Tim SAR gabungan berhasil menemukan sejumlah barang pribadi milik pramugari Esther Aprilita di hari keempat pencarian pesawat ATR 42-500 Indonesia Air Transport (IAT) di Gunung Bulusaraung, Kabupaten Maros. Penemuan ini menjadi petunjuk penting dalam proses evakuasi korban.

Detail Barang Milik Pramugari yang Ditemukan

Kepala Basarnas, Marsekal Madya TNI M Syafii, mengonfirmasi penemuan beberapa benda penting milik Esther. Barang-barang tersebut antara lain dompet, KTP, buku catatan harian (diary book), komputer tablet, dan dokumen pramugari (AC Document). Barang-barang ini ditemukan tersebar di sekitar lokasi utama reruntuhan pesawat.

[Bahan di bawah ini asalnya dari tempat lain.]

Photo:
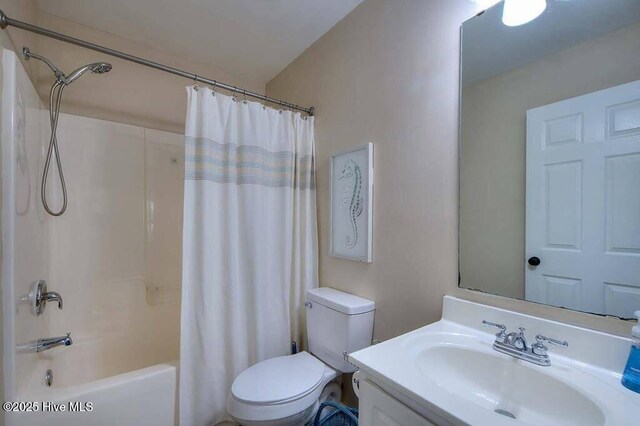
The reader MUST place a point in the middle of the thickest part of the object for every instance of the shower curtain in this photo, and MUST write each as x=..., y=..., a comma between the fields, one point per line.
x=249, y=244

Kondisi Pencarian dan Korban yang Ditemukan

Hingga laporan ini dibuat, Basarnas menyatakan baru dua jenazah yang berhasil dievakuasi dari total 10 orang di dalam pesawat. Serpihan pesawat ditemukan tersebar hingga radius 700 meter. Namun, tim SAR tetap optimis karena kondisi jenazah yang telah ditemukan masih dalam keadaan utuh.

Pesan Terakhir Pramugari Esther kepada Keluarga

Ayah Esther, Adi Saputra, mengenang komunikasi terakhir dengan putrinya pada Jumat malam, 16 Januari 2026. Dalam pesan tersebut, Esther secara tiba-tiba meminta maaf jika ada kesalahan, sebuah perilaku yang dianggap tidak biasa oleh keluarganya. Esther dikenal sebagai anak sulung yang baik dan telah berprofesi sebagai pramugari selama hampir tujuh tahun.

Harapan Keluarga dan Lanjutan Operasi SAR

Meski barang-barang pribadi Esther telah ditemukan, keluarga besar tetap berdoa dan menantikan mukjizat. Mereka masih menunggu kabar di Bandara Sultan Hasanuddin, Makassar. Sementara itu, barang bukti telah dibawa ke posko utama untuk pendataan, dan tim gabungan terus berupaya menembus medan berat Gunung Bulusaraung untuk mengevakuasi seluruh korban.